Housebuilding targets are at risk of being missed and environmental ambitions unmet due to “haphazard” implementation of policy, a group of peers has warned.

The Government is “failing to deliver for either side” in its approach to competing demands for new homes and environmental protection, according to a report by the Lords Built Environment Committee.

The cross-party group is calling for housebuilding to be given statutory weight which ensures it has equal status to environmental goals.

In its report, it says advice on nutrient neutrality rules, which the upper chamber recently voted to save despite a Government bid to relax them, can have “crippling” effects for smaller developers.

New home registrations
Housebuilding targets and environmental pledges are both at risk of going unmet, the committee said (Gareth Fuller/PA)

Such requirements – along with rules on water and recreational impact zones – could be preventing as many as 45,000 new homes per year from being delivered, the committee heard.

Peers last week rejected controversial plans to change the EU-derived measures, which require developers to ensure no additional substances such as phosphate and nitrogen make it into rivers and lakes.

The committee said it would not comment on the “validity” of Government policies on development or habitat protection and instead focus on whether they are achievable and how they affect one another.

But it found that their success had been “hampered and sometimes completely blocked by lack of co-ordination in policy-making and haphazard and unbalanced implementation”.

It recommended the Government provides “clear advice” as to what assumptions can be made by local planning authorities and developers about the requirements following the passage of the Levelling Up and Regeneration Bill.

It also criticised “poor agricultural and sewage management” over the decades for leading to water pollution that must now be mitigated through housebuilding practices.

Smaller developers are also being disproportionately burdened by biodiversity requirements, the committee said.

New rules which state developments must result in a 10% biodiversity net gain (BNG) are set to come into effect in November.

The group is urging the Government to ensure local authorities do not make such requirements ahead of the statutory deadline.

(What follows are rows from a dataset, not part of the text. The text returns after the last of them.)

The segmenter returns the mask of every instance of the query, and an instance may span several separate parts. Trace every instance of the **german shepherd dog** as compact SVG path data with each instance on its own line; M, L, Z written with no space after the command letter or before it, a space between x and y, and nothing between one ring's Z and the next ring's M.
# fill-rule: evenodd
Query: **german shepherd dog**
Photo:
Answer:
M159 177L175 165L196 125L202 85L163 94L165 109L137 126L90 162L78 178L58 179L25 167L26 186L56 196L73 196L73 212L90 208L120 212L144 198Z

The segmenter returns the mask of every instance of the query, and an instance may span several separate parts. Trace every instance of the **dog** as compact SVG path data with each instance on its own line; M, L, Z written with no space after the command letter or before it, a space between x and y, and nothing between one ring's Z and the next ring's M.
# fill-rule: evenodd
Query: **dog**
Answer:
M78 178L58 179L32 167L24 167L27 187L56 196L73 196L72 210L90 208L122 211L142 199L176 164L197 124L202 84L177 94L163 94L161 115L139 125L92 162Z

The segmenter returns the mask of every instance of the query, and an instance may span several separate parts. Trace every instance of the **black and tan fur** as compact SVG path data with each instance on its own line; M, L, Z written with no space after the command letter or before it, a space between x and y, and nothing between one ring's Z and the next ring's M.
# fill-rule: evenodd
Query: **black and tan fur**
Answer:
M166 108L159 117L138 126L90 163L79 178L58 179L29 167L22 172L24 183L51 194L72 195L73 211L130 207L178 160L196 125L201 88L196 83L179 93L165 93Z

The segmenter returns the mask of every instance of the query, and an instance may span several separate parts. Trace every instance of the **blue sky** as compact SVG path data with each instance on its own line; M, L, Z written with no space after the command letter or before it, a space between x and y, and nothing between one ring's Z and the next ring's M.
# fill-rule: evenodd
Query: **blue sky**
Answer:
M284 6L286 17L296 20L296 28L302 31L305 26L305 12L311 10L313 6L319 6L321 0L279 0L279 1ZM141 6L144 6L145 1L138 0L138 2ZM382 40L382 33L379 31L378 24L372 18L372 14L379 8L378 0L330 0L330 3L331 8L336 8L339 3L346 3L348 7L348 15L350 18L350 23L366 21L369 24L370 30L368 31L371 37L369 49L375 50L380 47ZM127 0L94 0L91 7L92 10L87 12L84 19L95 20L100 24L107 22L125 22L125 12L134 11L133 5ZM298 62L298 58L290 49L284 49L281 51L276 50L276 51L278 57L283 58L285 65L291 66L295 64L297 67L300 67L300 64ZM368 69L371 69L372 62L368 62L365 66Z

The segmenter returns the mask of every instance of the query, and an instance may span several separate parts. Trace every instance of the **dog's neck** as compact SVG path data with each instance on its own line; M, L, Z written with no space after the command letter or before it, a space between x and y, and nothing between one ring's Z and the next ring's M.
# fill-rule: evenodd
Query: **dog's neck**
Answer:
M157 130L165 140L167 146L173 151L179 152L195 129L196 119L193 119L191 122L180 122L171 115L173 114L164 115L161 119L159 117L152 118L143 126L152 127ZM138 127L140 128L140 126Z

In its report, it said: “It does not help the Government achieve its policy commitments if local planning authorities operate without clear, consistent, achievable, and co-ordinated national policies.

“National political leadership needs to be shown in setting out which priorities should prevail when individually important policies conflict with each other.”

Lord Moylan, committee chairman, said: “The current approach to managing any conflict between new homes and the needs of the environment is failing to deliver for either side.

“Our inquiry found that the achievement of the Government’s housing and environmental policies has been hampered and sometimes completely blocked by lack of co-ordination in policy-making and haphazard and unbalanced implementation.

“There is no way the Government can deliver on its housebuilding targets unless it is brave and displays the political leadership necessary to deliver and implement a comprehensive strategy for both development and the environment.”

The housing target set out in the 2019 Conservative manifesto was for 300,000 new homes to be built a year by the mid-2020s.

In 2021-22, “net additional dwellings” were 232,820, a 10% increase on the previous year, according to data from the Department for Levelling Up, Housing and Communities (DLUHC).

“Net additional dwellings” include houses being converted to flats or commercial buildings switching to domestic use, as well as new builds.

Prime Minister Rishi Sunak has sought to tread a fine line between appeasing Tory backbenchers opposed to mandatory targets and boosting development.

He has insisted he remains committed to the 2019 pledge, but Government guidance says housing targets “remain, but are a starting point with new flexibilities to reflect local circumstances”.